Ustadz Bukotin tersenyum sambil mengangguk-anggukan kepalanya. Kudengar ia menghela nafas dalam sebelum memberikan jawabannya.
“Ente tau gak ayat ini?”
“Inna ma’al usri yusro.”Tanyanya sambal membacakan ayat.
“Tau, Ustadz” jawabku “Bahkan sering Aku baca didalam sholat.”
“Tau artinya?”
“Tau, Ustadz. Sesungguhnya sesudah kesulitan itu ada kemudahan.”

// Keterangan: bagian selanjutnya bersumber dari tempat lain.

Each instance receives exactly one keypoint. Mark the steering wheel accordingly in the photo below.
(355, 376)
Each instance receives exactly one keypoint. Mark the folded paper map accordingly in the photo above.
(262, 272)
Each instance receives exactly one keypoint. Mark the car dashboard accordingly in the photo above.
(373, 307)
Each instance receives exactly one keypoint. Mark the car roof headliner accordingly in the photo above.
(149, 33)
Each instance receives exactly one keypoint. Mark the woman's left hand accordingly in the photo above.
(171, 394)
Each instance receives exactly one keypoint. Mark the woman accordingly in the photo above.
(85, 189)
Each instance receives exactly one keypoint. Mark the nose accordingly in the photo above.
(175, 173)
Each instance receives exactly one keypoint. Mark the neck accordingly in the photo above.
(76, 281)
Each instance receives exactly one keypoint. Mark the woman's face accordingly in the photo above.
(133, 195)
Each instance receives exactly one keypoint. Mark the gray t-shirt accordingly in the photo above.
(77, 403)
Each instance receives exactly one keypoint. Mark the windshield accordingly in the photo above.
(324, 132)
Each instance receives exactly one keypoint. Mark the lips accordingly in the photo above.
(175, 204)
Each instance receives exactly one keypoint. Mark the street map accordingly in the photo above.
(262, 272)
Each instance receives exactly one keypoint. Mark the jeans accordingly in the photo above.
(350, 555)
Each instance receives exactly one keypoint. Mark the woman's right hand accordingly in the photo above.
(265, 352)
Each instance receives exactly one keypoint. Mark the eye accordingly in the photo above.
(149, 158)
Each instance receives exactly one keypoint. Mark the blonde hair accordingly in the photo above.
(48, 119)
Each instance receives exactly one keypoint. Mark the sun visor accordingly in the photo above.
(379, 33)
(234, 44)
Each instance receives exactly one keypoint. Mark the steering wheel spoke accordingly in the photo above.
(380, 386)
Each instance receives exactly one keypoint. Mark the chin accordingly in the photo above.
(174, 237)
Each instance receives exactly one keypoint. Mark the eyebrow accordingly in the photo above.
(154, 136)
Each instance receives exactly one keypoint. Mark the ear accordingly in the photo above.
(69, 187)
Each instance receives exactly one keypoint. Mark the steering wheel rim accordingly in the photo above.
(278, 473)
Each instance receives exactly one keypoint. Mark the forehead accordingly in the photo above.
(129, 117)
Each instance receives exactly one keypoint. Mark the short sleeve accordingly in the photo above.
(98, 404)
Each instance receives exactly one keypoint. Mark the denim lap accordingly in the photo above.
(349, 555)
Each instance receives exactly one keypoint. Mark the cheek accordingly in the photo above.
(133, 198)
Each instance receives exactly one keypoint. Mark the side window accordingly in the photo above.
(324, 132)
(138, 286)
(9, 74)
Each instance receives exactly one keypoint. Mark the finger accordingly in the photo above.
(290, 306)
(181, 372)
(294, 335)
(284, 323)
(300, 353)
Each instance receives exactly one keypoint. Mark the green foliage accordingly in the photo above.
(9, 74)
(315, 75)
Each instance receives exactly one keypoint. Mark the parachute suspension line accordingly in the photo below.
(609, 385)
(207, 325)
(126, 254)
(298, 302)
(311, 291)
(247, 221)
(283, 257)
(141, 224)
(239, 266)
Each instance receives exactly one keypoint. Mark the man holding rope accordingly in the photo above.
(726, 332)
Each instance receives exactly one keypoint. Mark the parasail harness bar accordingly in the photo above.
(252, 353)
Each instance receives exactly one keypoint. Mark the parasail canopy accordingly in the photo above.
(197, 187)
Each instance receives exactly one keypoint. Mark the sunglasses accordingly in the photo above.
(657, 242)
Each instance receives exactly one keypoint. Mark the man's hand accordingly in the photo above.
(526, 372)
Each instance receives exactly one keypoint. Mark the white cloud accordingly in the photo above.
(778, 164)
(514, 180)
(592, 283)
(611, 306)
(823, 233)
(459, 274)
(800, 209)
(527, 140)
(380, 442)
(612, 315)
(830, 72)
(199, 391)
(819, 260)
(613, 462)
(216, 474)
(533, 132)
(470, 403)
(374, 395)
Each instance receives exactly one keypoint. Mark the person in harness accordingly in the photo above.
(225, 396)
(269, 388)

“Kalau Ente tau, kenapa masih mengatakan Allah itu tidak adil? Apa mau menggugat Allah karena merasa ada yang tidak adil dalam kehidupan Ente?”
“Terus kenapa kita sering melihat pemandangan yang demikian, Ustadz.”
“Orang yang hidupnya sekarang tampak indah, bisa jadi di masa lalunya adalah orang sangat kesulitan dalam hidup. Bisa jadi dia yang selalu berusaha tanpa mengenal putus asa. Apakah kita tau kesulitan apa yang sudah dilalui orang itu?”
Ustadz Bukotin sekilas memperhatikan wajahku yang tampak mencerna setiap kata-katanya. Setelah beberapa saat, Ustadz Bukotin kemudian melanjutkan kalimatnya.
“Memang tidak bisa dipungkiri bahwa banyak pemandangan yang terjadi disekitar kita seperti yang Ente sampaikan tadi. Tapi perlu Ente ketahui bahwa ada juga orang yang memang sengaja oleh Allah SWT diberikan kenikmatan dunia semata-mata untuk menjauhkan dia dari rahmat Allah. Itu yang disebut istidraj. Di dunia dia diberikan segala kenikmatannya akan tetapi di akhirat akan mendapatkan azab. Jadi jangan heran dan jangan iri hati dengan apa yang dicapai oleh orang lain. Yakinlah bahwa Allah selalu memberikan sesuatu kepada hamba-Nya sesuai dengan apa yang dibutuhkan bukan apa yang diinginkan selain istidraj tadi.”
“Makanya istilah orang meninggal itu ada 3 kalau menurut istilah orang jawa. Yang pertama ‘Mati’ artinya ‘nikmate wes ganti’. Di dunia, orang yang masuk kedalam golongan ini diberi kenikmatan tetapi dia tetap bersyukur dan bersabar jika diberi cobaan, maka setelah meninggal, nikmat dunia akan diganti dengan nikmat akhirat. Kedua ‘Mate’ artinya ‘nikmate wes ente (habis)’. Di dunia diberikan kenikmatan tapi dia lupa bersyukur lalu kufur nikmat, maka di akhirat dia mendapatkan ganjaran atas kekufurannya. Ketiga ‘Bongko’ artinya ‘arep diobong no neroko’. Inilah golongan yang paling celaka karena di dunia sudah tidak mendapatkan kenikmatan dunia dan di akhirat neraka lagi tempatnya. Naudzubillahi min dzalik.” Kata Ustadz Bukotin sambil menutup pembicaraannya.

Setelah menyelesaikan pembicaraanya, Ustadz Bukotin lalu pamit meninggalkanku dengan alasan bahwa dia ada janji sama orang lain.
Sepeninggal Ustadz Bukotin, Aku lama duduk terdiam meresapi kalimat demi kalimat yang disampaikannya.
“Astaghfirullah.” Ucapku.
Aku telah tersesat terlalu jauh selama ini dan telah diperbudak oleh perasaa iri dan dengki atas keberhasilan orang lain.
Aku kemudian perlahan-lahan bangkit berdiri lalu meninggalkan masjid sambil terus meresapi hasil diskusi singkatku dengan Ustadz Bukotin.